Exact Large-Scale Mean-Shift segmentation, step 2

Brief Description

This application performs the second step of the exact Large-Scale Mean-Shift segmentation workflow (LSMS) [1].

Tags

Segmentation, LSMS

Long Description

This application will produce a labeled image where neighbor pixels whose range distance is below range radius (and optionally spatial distance below spatial radius) will be grouped together into the same cluster. For large images one can use the tilesizex and tilesizey parameters for tile-wise processing, with the guarantees of identical results.

Filtered range image and spatial image should be created with the MeanShiftSmoothing application outputs (fout and foutpos) [2], with modesearch parameter disabled. If spatial image is not set, the application will only process the range image and spatial radius parameter will not be taken into account.

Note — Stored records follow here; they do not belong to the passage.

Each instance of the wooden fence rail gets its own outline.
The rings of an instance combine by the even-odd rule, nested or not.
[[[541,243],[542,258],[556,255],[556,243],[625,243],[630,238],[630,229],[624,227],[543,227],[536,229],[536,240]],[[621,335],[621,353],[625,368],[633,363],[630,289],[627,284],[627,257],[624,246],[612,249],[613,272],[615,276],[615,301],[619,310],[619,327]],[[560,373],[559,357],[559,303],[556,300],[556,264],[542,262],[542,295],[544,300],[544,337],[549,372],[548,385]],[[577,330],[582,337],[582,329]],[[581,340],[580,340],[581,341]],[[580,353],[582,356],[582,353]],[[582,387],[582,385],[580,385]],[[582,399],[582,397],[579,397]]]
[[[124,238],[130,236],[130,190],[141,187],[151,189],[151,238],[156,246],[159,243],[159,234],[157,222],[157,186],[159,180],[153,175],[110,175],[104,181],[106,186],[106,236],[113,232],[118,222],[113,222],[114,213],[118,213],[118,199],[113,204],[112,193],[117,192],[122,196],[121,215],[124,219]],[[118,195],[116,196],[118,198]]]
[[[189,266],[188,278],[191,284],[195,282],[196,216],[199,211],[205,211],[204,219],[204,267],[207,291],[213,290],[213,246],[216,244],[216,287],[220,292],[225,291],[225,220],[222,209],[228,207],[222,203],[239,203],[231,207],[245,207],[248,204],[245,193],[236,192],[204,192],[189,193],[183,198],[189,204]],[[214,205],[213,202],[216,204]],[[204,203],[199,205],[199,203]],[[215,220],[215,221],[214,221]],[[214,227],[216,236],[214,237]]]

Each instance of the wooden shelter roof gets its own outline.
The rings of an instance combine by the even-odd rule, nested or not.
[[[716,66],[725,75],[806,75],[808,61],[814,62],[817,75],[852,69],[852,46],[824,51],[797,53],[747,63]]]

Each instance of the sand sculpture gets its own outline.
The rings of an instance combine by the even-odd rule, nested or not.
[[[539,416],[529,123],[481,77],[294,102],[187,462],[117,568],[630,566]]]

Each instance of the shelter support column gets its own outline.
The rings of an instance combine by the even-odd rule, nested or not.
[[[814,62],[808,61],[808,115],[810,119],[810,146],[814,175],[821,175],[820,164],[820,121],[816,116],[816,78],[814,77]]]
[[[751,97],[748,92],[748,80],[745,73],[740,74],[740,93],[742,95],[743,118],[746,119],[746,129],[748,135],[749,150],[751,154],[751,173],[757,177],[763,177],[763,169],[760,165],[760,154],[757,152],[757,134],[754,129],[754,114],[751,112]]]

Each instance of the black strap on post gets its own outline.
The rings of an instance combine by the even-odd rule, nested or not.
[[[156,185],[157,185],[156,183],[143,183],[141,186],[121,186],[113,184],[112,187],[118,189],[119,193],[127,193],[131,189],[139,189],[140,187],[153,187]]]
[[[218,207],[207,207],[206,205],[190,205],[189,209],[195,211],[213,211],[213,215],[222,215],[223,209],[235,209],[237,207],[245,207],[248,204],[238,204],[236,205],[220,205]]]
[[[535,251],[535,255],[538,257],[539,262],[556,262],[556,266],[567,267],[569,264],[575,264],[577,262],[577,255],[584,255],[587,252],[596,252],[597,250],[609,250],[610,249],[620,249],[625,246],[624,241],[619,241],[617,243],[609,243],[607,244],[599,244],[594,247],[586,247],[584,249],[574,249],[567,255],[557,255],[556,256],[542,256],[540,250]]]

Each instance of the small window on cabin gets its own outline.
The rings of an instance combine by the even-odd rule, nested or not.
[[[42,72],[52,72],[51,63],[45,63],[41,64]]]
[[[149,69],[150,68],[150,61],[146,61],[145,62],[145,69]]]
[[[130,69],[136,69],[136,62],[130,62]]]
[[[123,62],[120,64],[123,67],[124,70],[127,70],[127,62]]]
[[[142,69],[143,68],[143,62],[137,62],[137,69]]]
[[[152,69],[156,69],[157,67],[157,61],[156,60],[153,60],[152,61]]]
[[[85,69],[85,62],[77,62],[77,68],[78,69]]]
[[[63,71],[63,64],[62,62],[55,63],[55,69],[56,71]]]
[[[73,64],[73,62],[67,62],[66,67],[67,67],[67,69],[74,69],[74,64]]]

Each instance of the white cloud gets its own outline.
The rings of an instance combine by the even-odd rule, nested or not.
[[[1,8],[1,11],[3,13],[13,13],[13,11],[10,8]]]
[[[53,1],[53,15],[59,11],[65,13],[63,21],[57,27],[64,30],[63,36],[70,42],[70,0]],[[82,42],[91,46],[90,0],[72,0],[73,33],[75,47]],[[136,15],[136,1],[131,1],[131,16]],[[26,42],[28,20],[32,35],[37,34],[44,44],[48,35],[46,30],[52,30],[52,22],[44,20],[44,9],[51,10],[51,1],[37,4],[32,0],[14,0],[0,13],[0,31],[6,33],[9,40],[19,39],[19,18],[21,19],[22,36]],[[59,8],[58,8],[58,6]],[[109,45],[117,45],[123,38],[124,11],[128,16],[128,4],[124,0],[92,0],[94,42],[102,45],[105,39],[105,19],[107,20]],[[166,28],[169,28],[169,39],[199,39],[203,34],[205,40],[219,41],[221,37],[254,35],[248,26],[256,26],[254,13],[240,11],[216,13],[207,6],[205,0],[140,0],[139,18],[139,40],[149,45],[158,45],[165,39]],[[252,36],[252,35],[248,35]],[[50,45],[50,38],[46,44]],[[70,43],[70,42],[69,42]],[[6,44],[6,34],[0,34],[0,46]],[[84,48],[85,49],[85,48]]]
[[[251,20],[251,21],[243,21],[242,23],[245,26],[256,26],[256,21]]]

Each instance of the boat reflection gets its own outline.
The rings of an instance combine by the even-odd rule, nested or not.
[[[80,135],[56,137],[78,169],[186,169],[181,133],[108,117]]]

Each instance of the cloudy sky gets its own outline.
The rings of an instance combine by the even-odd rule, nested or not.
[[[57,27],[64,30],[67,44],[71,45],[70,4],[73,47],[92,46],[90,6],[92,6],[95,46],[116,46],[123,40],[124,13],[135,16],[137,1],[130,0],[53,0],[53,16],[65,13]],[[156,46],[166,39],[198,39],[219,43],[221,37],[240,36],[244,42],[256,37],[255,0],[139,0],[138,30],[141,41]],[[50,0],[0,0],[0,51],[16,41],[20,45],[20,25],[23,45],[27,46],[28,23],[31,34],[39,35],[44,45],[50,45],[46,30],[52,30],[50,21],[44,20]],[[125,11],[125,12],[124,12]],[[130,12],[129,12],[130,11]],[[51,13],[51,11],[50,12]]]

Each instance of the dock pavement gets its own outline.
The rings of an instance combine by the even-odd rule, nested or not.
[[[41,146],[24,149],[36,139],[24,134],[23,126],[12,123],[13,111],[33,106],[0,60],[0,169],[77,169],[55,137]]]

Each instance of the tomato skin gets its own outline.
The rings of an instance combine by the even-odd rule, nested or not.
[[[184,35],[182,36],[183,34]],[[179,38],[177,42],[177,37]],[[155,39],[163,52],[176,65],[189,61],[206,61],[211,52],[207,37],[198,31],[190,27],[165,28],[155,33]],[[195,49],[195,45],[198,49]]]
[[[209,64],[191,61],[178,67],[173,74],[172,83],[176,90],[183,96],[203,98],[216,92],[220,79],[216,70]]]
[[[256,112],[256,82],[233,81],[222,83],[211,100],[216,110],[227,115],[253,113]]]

Please note that this application will generate a lot of temporary files (as many as the number of tiles), and will therefore require twice the size of the final result in term of disk space. The cleanup option (activated by default) allows removing all temporary file as soon as they are not needed anymore (if cleanup is activated, tmpdir set and tmpdir does not exists before running the application, it will be removed as well during cleanup). The tmpdir option allows defining a directory where to write the temporary files.

Please also note that the output image type should be set to uint32 to ensure that there are enough labels available.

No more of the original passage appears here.